Things that you have done. You can read really well. We had to switch your teacher twice already since they are not happy how much you know. "Charlize is not supposed to know how to read, write, or spell any words. The fact that she can sign her name in cursive, horrible! That is third-grade work! That is the teachers' job to teach her! And YOU! Mr. and Mrs. Cullen, are not teachers!" You would think that we were beating you. The amount of money that we were paying to send you to that school is disgusting for how they were treating you.
We talked to the local public school and they wanted to have you badly. They wanted to test to see what grade you are in and if you would do well in an older grade. Mama and I agreed and you tested at almost a second-grade level.
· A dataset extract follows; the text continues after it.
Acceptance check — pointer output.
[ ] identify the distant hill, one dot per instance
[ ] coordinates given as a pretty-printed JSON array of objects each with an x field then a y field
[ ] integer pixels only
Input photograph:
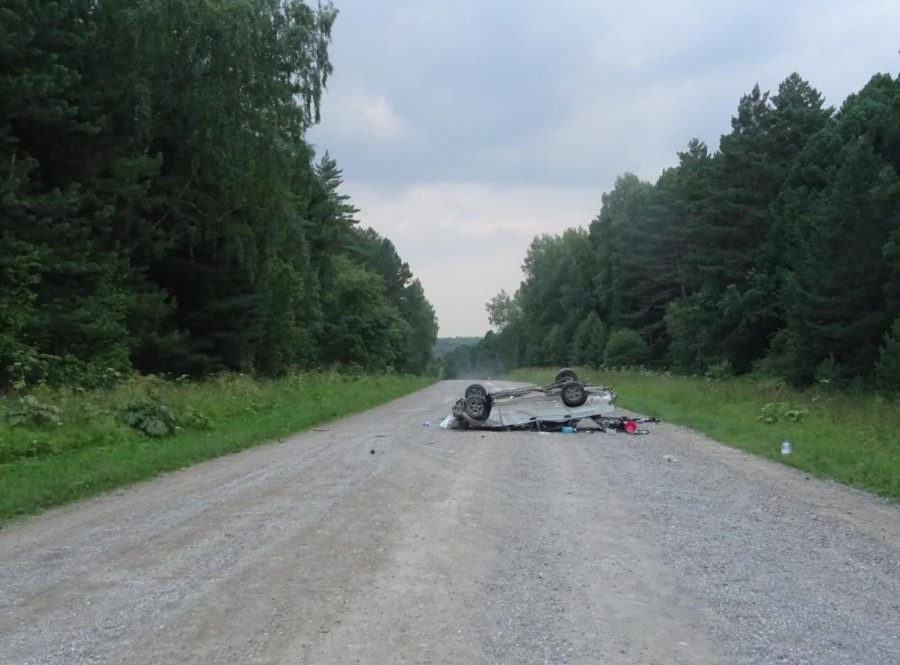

We don't want to have you skip two grades, but one might not be too bad. We talked it over with you and you wanted to spend a few days in kindergarten and a few in first grade. The school was more than willing to accommodate your request, asking that you give each a week. That seemed reasonable. So far, you think that you would be better in first grade, which is fine with everyone involved. Tomorrow will be your last day of first grade and you have the weekend to figure it out. I think that you will be a first-grader come Monday. Either way. We are proud of you. Most importantly, we love you Lizzy-Bird. '
Right now, our plan is to be here for another two years while Mama and I finish going to Yale. This has been quite the experience. We are truly blessed Lizzy-Bird. Most people who get pregnant like your Mama did do not finish law school. Currently, Mama has this year. I can graduate in January. With help from your Mama and I took all our AP courses. Did it help much? Not really. But it did help us to know what college will be like.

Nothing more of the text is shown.